Why is Qatar hosting a World Cup? How can FIFA allow a country that is so clearly unfit and ill-equipped take on this duty? Let us examine the last time a country was unprepared to host a “mega-sporting event.”
In the days leading up to the 2016 Olympic Games, Brazil’s political scene was in shambles as president Dilma Rousseff had just been impeached. Economically, the nation was going through its largest recession since the Great Depression. Concerns about the Zika virus ran rampant. The city of Rio experienced various violent attacks and killings. Just weeks before the games, human limbs had washed up on the same beach that was to be used for the beach volleyball tournament. This is just touching on some of the many issues that arose from the Olympic Games in Rio.
In Qatar, problems have arisen on par with those experienced by the Rio Games. Since construction on the soccer stadiums began, working conditions have been questioned. The labor force has been referred to as “modern day slaves” by various human rights organizations. The conditions are so bad that a lawsuit over alleged mistreatment of migrant workers has been filed by the Dutch trade union FNV against FIFA. So, how did we get to this point? How is it that we are giving these events to countries that cannot afford the infrastructure needed without using slave labor? The short answer is money, but I want to go a little deeper.
To start, let’s take a look at the economics of a mega-sporting event. Why is hosting a World Cup or an Olympics such a huge deal for a country? Pretend that you lead the host country of one of these tournaments. One of these events will attract millions of people from all over the world. This means that for the period of time that you are hosting the Games, or World Cup, you have millions of tourists sightseeing in your country, buying souvenirs in your gift shops, buying food from your vendors and generally stimulating the economy. This is huge for a nation’s GNP. All this money flowing through a country reaps huge benefits. Capital will keep circulating throughout the economy, leading to an increase in the wealth of both everyday people and the government.
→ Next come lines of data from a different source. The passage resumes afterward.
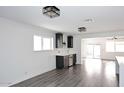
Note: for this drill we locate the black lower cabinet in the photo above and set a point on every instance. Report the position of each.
(74, 59)
(63, 61)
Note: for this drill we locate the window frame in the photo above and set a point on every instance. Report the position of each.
(42, 37)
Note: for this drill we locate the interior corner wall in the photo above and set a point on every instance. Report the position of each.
(102, 42)
(18, 61)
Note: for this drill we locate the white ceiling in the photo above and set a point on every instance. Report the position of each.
(104, 18)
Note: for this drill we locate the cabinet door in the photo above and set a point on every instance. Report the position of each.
(66, 61)
(59, 62)
(59, 40)
(70, 41)
(74, 59)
This provides a huge incentive for many countries, especially developing ones, to host an Olympics even when they know they might not be prepared to do so.
This huge influx of cash does so much for an economy that countries will actually shell out millions of dollars in bribes in order to host such an event. In May 2015, the FBI indicted 14 people involved with FIFA for accepting kickbacks. It was discovered that $10 million (that was previously given to FIFA from the president of the South African Football Association) was transferred to an account controlled by the Vice President of FIFA. This resulted in the 2010 World Cup being given to South Africa. Granted, South Africa succeeded in pulling off a great World Cup, but this isn’t the point. The point is that corruption has worked its way up the ladder in FIFA.
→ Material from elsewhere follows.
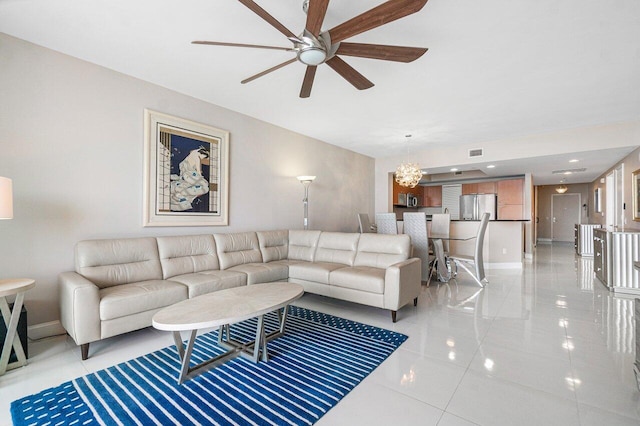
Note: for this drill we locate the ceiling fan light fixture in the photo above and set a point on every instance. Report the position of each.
(312, 55)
Currently there are whispers of foul play circling about Qatar hosting the World Cup. If these whispers are proven to be true, I have only one question. How can FIFA be okay with giving the World Cup to a nation that cannot afford to build a suitable place to play the games without violating basic human rights? I understand the desire to make money, but the corruption at this level has gone much too far. FIFA is taking advantage of people, and this is simply unacceptable, especially coming from an organization as large and far reaching as FIFA.